Businesses which collect and process personal data, whether in the cloud or otherwise, must reassure customers that their data are safeguarded. This requires a focus on data security but it also requires a focus on basic data protection compliance. Businesses must actively take ownership of their information management responsibilities. At its most basic, this requires that businesses know what data they collect and process. Specifically, which individual departments collect and process data, what types of data, for what purposes and how do those data flow through the organisation? Which systems are used to process the data and to what extent do the systems rely on cloud computing architecture? Which data fields are processed using such systems and who is responsible for the data at each stage? Do third parties play a role? How are responsibilities defined and enforced? Where is the data situated and what legal mechanisms ensure that the processing meets the requirements of the Data Protection Directive? How is the fact of compliant processing communicated to customers and what assurances are given to customers? How does this compare with the processing practices adopted by competitors? Is there a strategic advantage and can this be used to leverage trust with consumers?
In the world of cloud computing, data is collected for a wide array of purposes, from people in different jurisdictions, and under the policies of organisations that may differ widely in their business models, culture and technology applications. It is difficult to ensure adequate safeguards for these processing activities. Within the EU, the ‘Binding Corporate Rules’ mechanism developed by European data protection regulators may provide a legal framework which can be expanded to accommodate cloud computing concepts. Binding Corporate Rules are legally binding and enforceable rules or policies of a company which govern how it collects and processes personal data. These rules are based on the concept of accountability and require completion of the detailed internal due diligence described above.
Outside of Europe, the Asia- Pacific Economic Cooperation based its data protection framework on the concept of accountability.
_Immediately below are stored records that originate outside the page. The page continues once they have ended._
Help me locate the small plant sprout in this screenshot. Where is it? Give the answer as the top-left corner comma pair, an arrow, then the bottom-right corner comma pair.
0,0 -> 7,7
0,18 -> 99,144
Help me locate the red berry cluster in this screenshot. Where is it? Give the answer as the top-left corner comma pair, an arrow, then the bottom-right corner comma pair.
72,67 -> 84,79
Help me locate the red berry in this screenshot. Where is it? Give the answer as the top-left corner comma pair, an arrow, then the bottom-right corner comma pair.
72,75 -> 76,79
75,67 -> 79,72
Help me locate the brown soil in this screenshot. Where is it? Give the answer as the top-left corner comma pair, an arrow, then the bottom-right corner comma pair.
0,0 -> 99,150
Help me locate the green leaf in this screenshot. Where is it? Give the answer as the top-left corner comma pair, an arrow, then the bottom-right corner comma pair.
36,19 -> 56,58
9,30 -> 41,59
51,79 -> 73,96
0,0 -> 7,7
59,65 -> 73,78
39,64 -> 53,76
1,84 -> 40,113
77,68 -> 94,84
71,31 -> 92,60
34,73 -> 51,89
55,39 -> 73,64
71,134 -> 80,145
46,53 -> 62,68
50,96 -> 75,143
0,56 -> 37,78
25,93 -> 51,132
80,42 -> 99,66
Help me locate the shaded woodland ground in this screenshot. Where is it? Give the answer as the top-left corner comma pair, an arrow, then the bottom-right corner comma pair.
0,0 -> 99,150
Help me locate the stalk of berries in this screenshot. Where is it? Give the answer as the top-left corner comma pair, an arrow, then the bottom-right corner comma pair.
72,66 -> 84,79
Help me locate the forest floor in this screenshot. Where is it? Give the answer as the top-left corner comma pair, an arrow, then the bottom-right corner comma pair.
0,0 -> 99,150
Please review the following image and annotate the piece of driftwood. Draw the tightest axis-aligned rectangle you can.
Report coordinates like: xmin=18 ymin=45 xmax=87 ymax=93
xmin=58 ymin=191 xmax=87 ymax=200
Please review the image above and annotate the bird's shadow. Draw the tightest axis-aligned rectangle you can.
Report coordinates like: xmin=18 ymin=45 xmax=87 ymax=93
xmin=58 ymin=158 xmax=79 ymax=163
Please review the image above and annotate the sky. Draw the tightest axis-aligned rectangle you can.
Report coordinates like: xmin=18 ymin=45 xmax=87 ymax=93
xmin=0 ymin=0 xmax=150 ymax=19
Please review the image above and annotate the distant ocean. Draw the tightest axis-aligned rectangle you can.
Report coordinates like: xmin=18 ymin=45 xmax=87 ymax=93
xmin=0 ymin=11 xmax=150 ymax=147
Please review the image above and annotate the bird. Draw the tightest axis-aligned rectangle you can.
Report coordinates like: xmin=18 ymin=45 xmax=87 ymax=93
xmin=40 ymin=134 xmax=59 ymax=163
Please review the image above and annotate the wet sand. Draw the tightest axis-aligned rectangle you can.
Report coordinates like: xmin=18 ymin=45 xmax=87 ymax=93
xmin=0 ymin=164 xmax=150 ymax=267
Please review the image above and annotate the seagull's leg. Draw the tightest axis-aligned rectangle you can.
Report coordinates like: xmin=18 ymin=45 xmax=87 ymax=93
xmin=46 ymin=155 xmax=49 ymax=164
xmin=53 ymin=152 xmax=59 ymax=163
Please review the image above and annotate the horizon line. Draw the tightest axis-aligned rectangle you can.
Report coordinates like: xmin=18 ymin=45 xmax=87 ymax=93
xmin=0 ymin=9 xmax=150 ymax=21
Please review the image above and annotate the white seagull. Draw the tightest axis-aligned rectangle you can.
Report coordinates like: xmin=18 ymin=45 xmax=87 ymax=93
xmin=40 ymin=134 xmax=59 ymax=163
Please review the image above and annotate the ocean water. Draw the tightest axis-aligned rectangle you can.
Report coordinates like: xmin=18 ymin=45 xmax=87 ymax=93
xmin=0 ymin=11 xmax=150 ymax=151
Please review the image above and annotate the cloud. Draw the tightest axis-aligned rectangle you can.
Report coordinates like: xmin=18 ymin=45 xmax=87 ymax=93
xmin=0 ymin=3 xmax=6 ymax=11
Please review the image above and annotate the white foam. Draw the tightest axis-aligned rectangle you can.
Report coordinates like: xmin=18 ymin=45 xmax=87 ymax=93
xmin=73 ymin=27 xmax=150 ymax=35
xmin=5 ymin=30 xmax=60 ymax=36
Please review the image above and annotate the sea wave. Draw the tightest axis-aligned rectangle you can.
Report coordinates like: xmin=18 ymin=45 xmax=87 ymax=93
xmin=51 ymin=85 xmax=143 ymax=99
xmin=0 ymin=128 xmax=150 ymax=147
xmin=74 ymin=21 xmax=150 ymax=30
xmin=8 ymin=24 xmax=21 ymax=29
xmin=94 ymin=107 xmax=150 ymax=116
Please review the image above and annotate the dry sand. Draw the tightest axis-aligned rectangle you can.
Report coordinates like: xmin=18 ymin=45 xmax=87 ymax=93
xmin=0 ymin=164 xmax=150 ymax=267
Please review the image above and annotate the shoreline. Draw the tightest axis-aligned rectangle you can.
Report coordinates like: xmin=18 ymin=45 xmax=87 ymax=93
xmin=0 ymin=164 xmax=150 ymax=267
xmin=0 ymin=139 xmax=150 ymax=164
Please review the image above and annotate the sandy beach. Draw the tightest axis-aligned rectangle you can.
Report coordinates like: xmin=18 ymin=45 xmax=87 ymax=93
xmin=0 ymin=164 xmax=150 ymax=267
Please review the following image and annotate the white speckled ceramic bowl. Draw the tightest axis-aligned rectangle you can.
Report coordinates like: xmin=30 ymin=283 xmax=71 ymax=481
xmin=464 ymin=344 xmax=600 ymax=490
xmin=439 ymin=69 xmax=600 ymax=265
The APEC approach provides that organisations that collect personal data remain responsible and accountable for meeting the requirements of the laws, rules and promises associated with that data wherever and by whomever they are processed.
Cloud computing is another step in our technological evolution. As for all new technology, business must identify and assess the implications for information management and data protection. As the cloud model becomes more widely adopted, data protection issues may stimulate wider discussion of the need for a new data governance model, perhaps incorporating in a more direct way the concept of accountablity. For now, businesses seeking to take the lead on these issues are actively exploring accountability concepts.
Bridget Treacy is a partner in the global technology, outsourcing and privacy practice at Hunton & Williams in London. Bridget acknowledges the contribution made to earlier drafts by Paula Bruening, Deputy Executive Director of the Centre for Information Policy Leadership at Hunton & Williams LLP in Washington, DC.